We Now Return to Regular Life
The Face on the Milk Carton meets The Impossible Knife of Memory in this ripped-from-the-headlines novel that explores the power of being an ally—and a friend—when a kidnapped boy returns to his hometown.
Sam Walsh had been missing for three years. His older sister, Beth, thought he was dead. His childhood friend Josh thought it was all his fault. They were the last two people to see him alive.
Until now. Because Sam has been found, and he’s coming home. Beth desperately wants to understand what happened to her brother, but her family refuses to talk about it—even though Sam is clearly still affected by the abuse he faced at the hands of his captor.
And as Sam starts to confide in Josh about his past, Josh can’t admit the truths he’s hidden deep within himself: that he’s gay, and developing feelings for Sam. And, even bigger: that he never told the police everything he saw the day Sam disappeared.
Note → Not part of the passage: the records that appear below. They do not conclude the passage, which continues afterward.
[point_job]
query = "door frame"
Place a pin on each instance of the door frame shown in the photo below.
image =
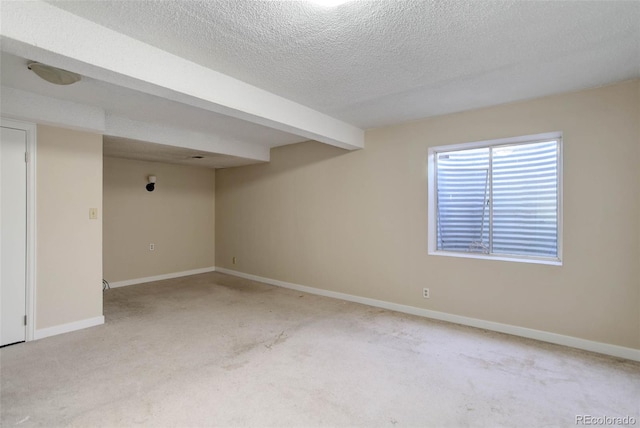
(30, 286)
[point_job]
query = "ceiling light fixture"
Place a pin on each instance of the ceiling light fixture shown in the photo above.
(152, 183)
(54, 75)
(329, 3)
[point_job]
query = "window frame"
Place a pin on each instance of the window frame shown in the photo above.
(502, 142)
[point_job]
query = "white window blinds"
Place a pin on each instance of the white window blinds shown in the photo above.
(499, 200)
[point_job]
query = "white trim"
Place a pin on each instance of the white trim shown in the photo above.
(45, 33)
(69, 327)
(160, 277)
(544, 336)
(30, 286)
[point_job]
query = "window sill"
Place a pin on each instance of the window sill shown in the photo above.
(504, 258)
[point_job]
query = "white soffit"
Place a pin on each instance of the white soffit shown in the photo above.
(51, 35)
(141, 150)
(375, 63)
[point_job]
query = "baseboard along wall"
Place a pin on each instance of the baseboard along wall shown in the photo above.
(67, 328)
(544, 336)
(160, 277)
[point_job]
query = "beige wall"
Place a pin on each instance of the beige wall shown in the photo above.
(356, 222)
(69, 244)
(178, 217)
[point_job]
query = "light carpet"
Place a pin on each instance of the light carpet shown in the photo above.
(216, 350)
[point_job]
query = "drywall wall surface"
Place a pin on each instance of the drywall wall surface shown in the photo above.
(68, 242)
(357, 222)
(177, 218)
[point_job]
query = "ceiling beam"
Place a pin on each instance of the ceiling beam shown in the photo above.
(45, 33)
(25, 105)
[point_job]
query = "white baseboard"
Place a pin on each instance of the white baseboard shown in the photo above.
(160, 277)
(558, 339)
(69, 327)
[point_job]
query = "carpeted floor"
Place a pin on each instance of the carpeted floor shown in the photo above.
(215, 350)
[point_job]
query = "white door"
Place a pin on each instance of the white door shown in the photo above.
(13, 230)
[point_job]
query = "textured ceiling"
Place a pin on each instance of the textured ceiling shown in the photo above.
(374, 63)
(141, 107)
(366, 63)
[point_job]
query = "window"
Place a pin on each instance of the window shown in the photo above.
(497, 199)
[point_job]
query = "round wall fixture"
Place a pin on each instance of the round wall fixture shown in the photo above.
(54, 75)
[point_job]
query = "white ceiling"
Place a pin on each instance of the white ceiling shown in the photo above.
(366, 63)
As Beth and Josh struggle with their own issues, their friends and neighbors slowly turn on Sam, until one night when everything explodes. Beth can’t live in silence. Josh can’t live with his secrets. And Sam can’t continue on until the whole truth of what happened to him is out in the open.
For fans of thought-provoking stories like The Face on the Milk Carton, this is a book about learning to be an ally—even when the community around you doesn’t want you to be.
When Sam was 11 just a bratty younger brother, as far as his sister, Beth, was concerned he was abducted. Now, three years later, he's been found. Beth shares narrating duties with Sam's old neighbor Josh, which makes for a rounded view of both the disappearance and life afterward. Now 17, Beth is used to a mother who's only half there, and she's made new friends who never knew Sam. Josh, now a high school freshman, still has a secret, but he's no longer the loser he felt like back when Sam was taken. Wilson (What They Always Tell Us) effectively shows how complex it can be to adjust to change, even when it's positive. Beth is suddenly interesting to people she doesn't know, her long-absent father reappears, her mother goes into maternal overdrive, and no one knows what to say to Sam. Josh doesn't either, but he wants to be Sam's friend, even though his other friends don't understand why. Though the book starts slowly, once the characters are established, it offers a moving and believable depiction of a damaged survivor and what his return means to those around him. Ages 14 up.